Pourtant, je persiste et signe : je suis une impulsive explosive avec tendance accumulatrice à l’extrême. Mais je suis peu à peu en train de comprendre que cette propension à l’exagération dans tout ce que j’entreprends me joue des tours. Au cours des vingt années écoulées, j’ai souvent été coupée net dans mes élans amonceleurs. Ce sont davantage mes activités plus domestiques ennuyeuses, récurrentes, régulières et peu dignes d’intérêt qui se sont révélées payantes à long terme.


Cette maturation, toute relative et progressive soit-elle, a une conséquence aussi inattendue que surprenante me concernant. Plus je réalise que je dois ralentir et tolère la possibilité d’un ennui endémique, plus le monde extérieur me consterne et m’écœure. Plus je cherche les moyens d'atténuer ma fâcheuse tendance à prôner une existence hyperactive, plus j’observe les comportements des citoyens lambdas et les trouve éminemment ridicules.


L’ennui permettrait-il de saisir pleinement toute l’absurdité de ce monde moderne qui tourne en rond sans aller nulle part, tel un serpent qui se mord éternellement la queue ?


Notre société parviendra-t-elle à puiser dans ses ressources collectives et individuelles la force de troquer les virées shopping chez Primark contre des moments d’immobilité domestique pas si immobiles et vains finalement ?

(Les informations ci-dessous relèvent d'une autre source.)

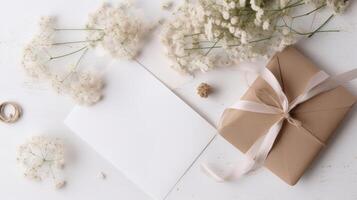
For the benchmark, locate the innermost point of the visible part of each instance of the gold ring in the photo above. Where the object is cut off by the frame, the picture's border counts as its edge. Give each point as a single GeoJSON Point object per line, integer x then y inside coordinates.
{"type": "Point", "coordinates": [12, 117]}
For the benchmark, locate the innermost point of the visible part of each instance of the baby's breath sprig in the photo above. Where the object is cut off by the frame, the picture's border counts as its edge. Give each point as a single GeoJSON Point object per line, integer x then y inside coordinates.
{"type": "Point", "coordinates": [210, 33]}
{"type": "Point", "coordinates": [118, 30]}
{"type": "Point", "coordinates": [42, 157]}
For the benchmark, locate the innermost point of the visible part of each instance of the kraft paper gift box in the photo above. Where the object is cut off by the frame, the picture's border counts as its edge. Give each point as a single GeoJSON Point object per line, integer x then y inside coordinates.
{"type": "Point", "coordinates": [294, 150]}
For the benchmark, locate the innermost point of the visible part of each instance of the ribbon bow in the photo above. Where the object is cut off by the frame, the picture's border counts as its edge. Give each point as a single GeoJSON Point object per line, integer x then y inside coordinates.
{"type": "Point", "coordinates": [258, 152]}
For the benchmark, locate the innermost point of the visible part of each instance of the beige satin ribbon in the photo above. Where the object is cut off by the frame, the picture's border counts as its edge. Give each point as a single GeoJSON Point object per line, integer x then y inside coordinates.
{"type": "Point", "coordinates": [12, 117]}
{"type": "Point", "coordinates": [257, 154]}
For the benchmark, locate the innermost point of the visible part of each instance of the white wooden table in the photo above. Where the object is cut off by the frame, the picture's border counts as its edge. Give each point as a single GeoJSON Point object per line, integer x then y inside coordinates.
{"type": "Point", "coordinates": [332, 176]}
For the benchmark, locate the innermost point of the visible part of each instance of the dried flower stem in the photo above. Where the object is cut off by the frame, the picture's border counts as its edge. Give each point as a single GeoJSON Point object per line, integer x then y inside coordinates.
{"type": "Point", "coordinates": [75, 42]}
{"type": "Point", "coordinates": [76, 66]}
{"type": "Point", "coordinates": [68, 54]}
{"type": "Point", "coordinates": [310, 12]}
{"type": "Point", "coordinates": [322, 25]}
{"type": "Point", "coordinates": [78, 29]}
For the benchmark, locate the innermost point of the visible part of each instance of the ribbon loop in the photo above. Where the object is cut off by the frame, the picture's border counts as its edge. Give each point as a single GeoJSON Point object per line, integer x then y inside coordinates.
{"type": "Point", "coordinates": [258, 152]}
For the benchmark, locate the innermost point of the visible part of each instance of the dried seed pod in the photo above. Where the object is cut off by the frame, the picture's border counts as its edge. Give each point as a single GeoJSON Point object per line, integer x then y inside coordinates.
{"type": "Point", "coordinates": [203, 90]}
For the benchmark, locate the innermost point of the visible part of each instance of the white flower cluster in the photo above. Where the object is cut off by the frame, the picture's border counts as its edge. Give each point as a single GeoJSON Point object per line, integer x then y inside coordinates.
{"type": "Point", "coordinates": [42, 157]}
{"type": "Point", "coordinates": [122, 30]}
{"type": "Point", "coordinates": [338, 6]}
{"type": "Point", "coordinates": [208, 33]}
{"type": "Point", "coordinates": [84, 87]}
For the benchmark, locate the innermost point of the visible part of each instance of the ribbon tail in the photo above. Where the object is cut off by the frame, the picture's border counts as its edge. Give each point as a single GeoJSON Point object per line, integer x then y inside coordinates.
{"type": "Point", "coordinates": [254, 158]}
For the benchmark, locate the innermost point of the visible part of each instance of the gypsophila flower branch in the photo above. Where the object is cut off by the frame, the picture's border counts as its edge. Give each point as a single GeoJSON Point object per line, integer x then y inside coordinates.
{"type": "Point", "coordinates": [241, 29]}
{"type": "Point", "coordinates": [42, 157]}
{"type": "Point", "coordinates": [119, 31]}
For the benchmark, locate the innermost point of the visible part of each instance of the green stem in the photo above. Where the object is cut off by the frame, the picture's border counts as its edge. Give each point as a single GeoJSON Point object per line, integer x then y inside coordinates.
{"type": "Point", "coordinates": [68, 54]}
{"type": "Point", "coordinates": [76, 66]}
{"type": "Point", "coordinates": [298, 3]}
{"type": "Point", "coordinates": [74, 42]}
{"type": "Point", "coordinates": [189, 35]}
{"type": "Point", "coordinates": [209, 50]}
{"type": "Point", "coordinates": [308, 13]}
{"type": "Point", "coordinates": [78, 29]}
{"type": "Point", "coordinates": [322, 25]}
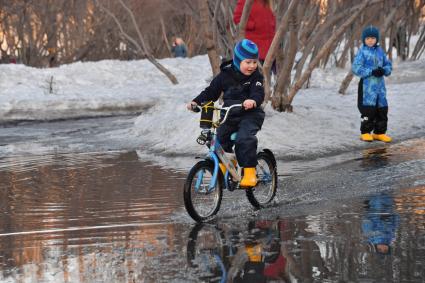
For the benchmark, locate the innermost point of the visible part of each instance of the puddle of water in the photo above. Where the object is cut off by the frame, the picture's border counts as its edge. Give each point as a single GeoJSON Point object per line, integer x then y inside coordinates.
{"type": "Point", "coordinates": [110, 217]}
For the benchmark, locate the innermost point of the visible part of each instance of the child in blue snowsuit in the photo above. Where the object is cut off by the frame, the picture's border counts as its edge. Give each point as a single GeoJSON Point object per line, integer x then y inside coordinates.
{"type": "Point", "coordinates": [241, 83]}
{"type": "Point", "coordinates": [371, 65]}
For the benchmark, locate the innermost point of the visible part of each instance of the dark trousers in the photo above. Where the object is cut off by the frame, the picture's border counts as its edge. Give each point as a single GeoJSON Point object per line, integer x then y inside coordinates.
{"type": "Point", "coordinates": [247, 125]}
{"type": "Point", "coordinates": [374, 118]}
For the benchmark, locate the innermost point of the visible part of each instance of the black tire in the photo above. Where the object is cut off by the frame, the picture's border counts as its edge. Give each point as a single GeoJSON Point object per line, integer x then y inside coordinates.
{"type": "Point", "coordinates": [265, 190]}
{"type": "Point", "coordinates": [202, 205]}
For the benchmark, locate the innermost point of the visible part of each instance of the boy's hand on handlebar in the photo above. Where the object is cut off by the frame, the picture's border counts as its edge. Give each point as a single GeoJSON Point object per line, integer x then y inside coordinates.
{"type": "Point", "coordinates": [192, 106]}
{"type": "Point", "coordinates": [249, 104]}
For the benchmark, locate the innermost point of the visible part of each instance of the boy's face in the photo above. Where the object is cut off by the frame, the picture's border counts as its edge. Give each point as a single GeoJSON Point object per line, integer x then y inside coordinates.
{"type": "Point", "coordinates": [370, 41]}
{"type": "Point", "coordinates": [248, 66]}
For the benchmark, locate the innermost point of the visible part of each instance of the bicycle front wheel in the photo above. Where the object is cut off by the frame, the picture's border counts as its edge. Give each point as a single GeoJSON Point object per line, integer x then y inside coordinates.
{"type": "Point", "coordinates": [265, 190]}
{"type": "Point", "coordinates": [201, 201]}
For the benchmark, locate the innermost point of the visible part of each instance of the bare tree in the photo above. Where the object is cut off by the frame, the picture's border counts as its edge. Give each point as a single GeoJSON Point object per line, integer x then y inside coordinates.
{"type": "Point", "coordinates": [141, 44]}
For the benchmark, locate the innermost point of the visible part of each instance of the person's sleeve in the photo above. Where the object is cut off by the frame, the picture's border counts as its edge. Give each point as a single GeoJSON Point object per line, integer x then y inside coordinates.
{"type": "Point", "coordinates": [257, 90]}
{"type": "Point", "coordinates": [237, 14]}
{"type": "Point", "coordinates": [359, 68]}
{"type": "Point", "coordinates": [388, 66]}
{"type": "Point", "coordinates": [211, 92]}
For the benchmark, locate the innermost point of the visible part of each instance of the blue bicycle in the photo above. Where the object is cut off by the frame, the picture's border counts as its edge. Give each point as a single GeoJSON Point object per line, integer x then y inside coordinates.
{"type": "Point", "coordinates": [203, 189]}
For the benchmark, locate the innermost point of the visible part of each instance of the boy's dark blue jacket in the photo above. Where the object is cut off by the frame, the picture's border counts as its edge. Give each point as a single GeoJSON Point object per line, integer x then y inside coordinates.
{"type": "Point", "coordinates": [236, 87]}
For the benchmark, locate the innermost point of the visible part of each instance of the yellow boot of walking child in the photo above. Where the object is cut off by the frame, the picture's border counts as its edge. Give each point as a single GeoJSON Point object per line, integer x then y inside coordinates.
{"type": "Point", "coordinates": [249, 177]}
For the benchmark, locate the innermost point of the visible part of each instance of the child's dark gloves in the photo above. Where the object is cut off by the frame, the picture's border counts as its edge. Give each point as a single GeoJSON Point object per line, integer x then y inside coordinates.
{"type": "Point", "coordinates": [378, 72]}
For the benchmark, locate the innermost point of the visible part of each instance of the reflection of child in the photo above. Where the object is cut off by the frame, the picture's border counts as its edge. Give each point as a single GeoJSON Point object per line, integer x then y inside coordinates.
{"type": "Point", "coordinates": [371, 64]}
{"type": "Point", "coordinates": [380, 223]}
{"type": "Point", "coordinates": [241, 83]}
{"type": "Point", "coordinates": [179, 48]}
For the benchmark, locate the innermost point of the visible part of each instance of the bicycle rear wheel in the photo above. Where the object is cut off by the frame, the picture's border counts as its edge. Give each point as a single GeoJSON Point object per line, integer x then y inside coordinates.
{"type": "Point", "coordinates": [266, 188]}
{"type": "Point", "coordinates": [201, 201]}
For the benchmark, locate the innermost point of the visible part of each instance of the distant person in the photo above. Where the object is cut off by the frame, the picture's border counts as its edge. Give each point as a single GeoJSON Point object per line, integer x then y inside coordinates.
{"type": "Point", "coordinates": [261, 25]}
{"type": "Point", "coordinates": [179, 48]}
{"type": "Point", "coordinates": [371, 65]}
{"type": "Point", "coordinates": [241, 83]}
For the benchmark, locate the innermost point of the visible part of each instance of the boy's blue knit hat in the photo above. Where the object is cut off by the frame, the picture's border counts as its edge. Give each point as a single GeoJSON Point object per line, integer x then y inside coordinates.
{"type": "Point", "coordinates": [244, 49]}
{"type": "Point", "coordinates": [370, 31]}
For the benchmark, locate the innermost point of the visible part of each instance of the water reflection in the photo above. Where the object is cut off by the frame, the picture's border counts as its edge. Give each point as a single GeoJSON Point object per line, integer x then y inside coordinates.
{"type": "Point", "coordinates": [372, 240]}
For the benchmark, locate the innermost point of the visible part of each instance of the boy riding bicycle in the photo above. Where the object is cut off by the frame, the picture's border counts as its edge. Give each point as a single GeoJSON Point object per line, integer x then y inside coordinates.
{"type": "Point", "coordinates": [241, 82]}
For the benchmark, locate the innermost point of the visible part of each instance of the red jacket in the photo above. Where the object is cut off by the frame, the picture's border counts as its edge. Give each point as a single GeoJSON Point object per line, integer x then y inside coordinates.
{"type": "Point", "coordinates": [261, 25]}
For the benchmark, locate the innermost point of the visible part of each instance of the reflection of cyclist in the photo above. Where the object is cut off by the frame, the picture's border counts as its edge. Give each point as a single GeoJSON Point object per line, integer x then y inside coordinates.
{"type": "Point", "coordinates": [380, 223]}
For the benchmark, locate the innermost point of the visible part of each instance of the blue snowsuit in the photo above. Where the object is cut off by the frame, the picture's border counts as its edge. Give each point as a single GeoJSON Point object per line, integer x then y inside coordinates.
{"type": "Point", "coordinates": [372, 101]}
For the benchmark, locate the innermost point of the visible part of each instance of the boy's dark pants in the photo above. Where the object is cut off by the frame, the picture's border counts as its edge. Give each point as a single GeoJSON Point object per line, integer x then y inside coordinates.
{"type": "Point", "coordinates": [247, 125]}
{"type": "Point", "coordinates": [374, 118]}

Arriverons-nous à nous contenter de ce que nous avons et à ne plus aspirer à des loisirs systématiquement futiles et des besoins créés de toutes pièces ?


Je n’en suis pas convaincue, mais je m’attacherai à l’avenir à davantage privilégier mon développement personnel et mon équilibre mental, ainsi que celui de ma famille, fussent-ils ralentis et souvent source d’ennui, plutôt qu’une vie d’accumulation et de plaisirs trop éphémères pour être réellement salvateurs.


Tâche ardue et vaste entreprise s’il en est.